Antiguo Testamento
Levítico
La tradición judía designa el tercer libro del Pentateuco con el nombre de Wayiqrá (que significa Y llamó), siguiendo la costumbre de nombrar los libros de la Biblia con la palabra que está al comienzo del texto. La versión griega del Antiguo Testamento (LXX), en cambio, le da el nombre de Levítico Este término, sin ser del todo adecuado, indica algo del contenido del libro, ya que este incluye, entre otros aspectos, un conjunto de prescripciones destinadas a reglamentar el culto que el pueblo israelita rendía a Dios. Por lo tanto, el libro de Levítico puede considerarse como una especie de manual destinado a los levitas o miembros de la tribu de Leví, que eran los encargados de celebrar los oficios sagrados en el templo de Jerusalén.

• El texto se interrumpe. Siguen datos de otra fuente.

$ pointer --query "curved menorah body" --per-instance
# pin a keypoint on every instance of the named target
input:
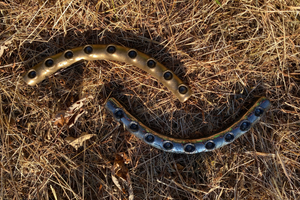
(188, 146)
(109, 52)
(131, 56)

El libro se divide en varias secciones. La primera establece cómo se debían ofrecer las distintas clases de sacrificios. Por medio de la ofrenda que se quemaba sobre el altar, estos sacrificios expresaban simbólicamente el total sometimiento y la adoración debida al Señor, que es el único Creador de todo cuanto existe. Además, según las necesidades de las personas y de toda la comunidad, los sacrificios se ofrecían también en acción de gracias, para entrar en comunión con Dios y para obtener el perdón de los pecados.
La segunda que en parte es narrativa y en parte legislativa, se refiere a la ordenación de los sacerdotes. Allí se relata cómo Moisés cumplió las instrucciones impartidas por el Señor (cf. Ex 29.1-37), dejando así establecido el sacerdocio levítico como una de las instituciones fundamentales del antiguo Israel. También se hace referencia a los ritos de consagración y al simbolismo de las vestiduras sagradas, que expresaban de manera concreta el sentido, el carácter y el papel del sacerdocio en el culto del antiguo pacto.
La tercera parte está consagrada a la distinción entre lo puro y lo impuro, y a las maneras de recuperar el estado de pureza cada vez que se hubiera contraído alguna impureza legal. Esta sección culmina con el solemne ritual de la expiación, en el llamado Día del perdón (heb. Yom Kipur).
A continuación viene la llamada “Ley de santidad”, que constituye, por así decirlo, el corazón de Levítico. Esta sección contiene algunas prescripciones relativas al culto, pero lo que más se destaca son las normas para una forma de vida cimentada en la santidad, en la justicia y en el amor fraterno.
Por último, el libro se cierra con una serie de bendiciones y maldiciones y con un apéndice acerca de las cosas consagradas al Señor.
A primera vista, Levítico puede parecer un libro árido y de escaso interés para el cristiano. Se tiene la impresión de que sus prescripciones no son nada más que la expresión de un ritualismo puramente exterior y ya superado. Sin embargo, debajo de su caparazón un poco duro se encierra un mensaje del más alto valor religioso. Todo el libro, en efecto, está dominado por la idea de la santidad. El Señor, Dios de Israel, es un Dios santo y quiere para sí un pueblo santo (19.2). Por eso, todas las observancias que se prescriben tienen como finalidad fundar sobre la tierra, en medio de las naciones paganas, un pueblo consagrado enteramente a la alabanza y al servicio del verdadero Dios.
Por esa misma razón, el Señor no se limitó a establecer las ceremonias con las que quería ser honrado por su pueblo, sino que también puso de manifiesto lo que significaba llevar una vida santa en el campo individual y social. Y como ese pueblo era pecador, le dio en los sacrificios y en los ritos de purificación un medio para expiar los pecados y eliminar las impurezas.
Sin embargo, no deja de ser verdad que Levítico, en las disposiciones relativas al culto, se refiere sobre todo a los aspectos exteriores y rituales. Por eso, es conveniente leerlo junto con otros textos del AT que insisten en las condiciones indispensables para que los sacrificios y las ceremonias religiosas sean realmente agradables a Dios (cf., por ej., Sal 15; 51; Ec 5.1; Is 1.10-20; 58.1-12; Os 6.6; Am 5.21-24; Miq 6.6-8).
Hay que tener presente, asimismo, que el ceremonial religioso del antiguo Israel, como dice la Carta a los Hebreos, era solamente una sombra de los bienes que habían de venir (Heb 10.1). Por eso, los sacrificios del antiguo pacto adquieren su verdadero sentido cuando se analizan a la luz del único sacrificio redentor, ofrecido por Cristo en la cruz: Cristo ha entrado en el santuario, ya no para ofrecer la sangre de chivos y becerros, sino su propia sangre. Ha entrado una sola vez y para siempre, y ha obtenido para nosotros la salvación eterna (Heb 9.12).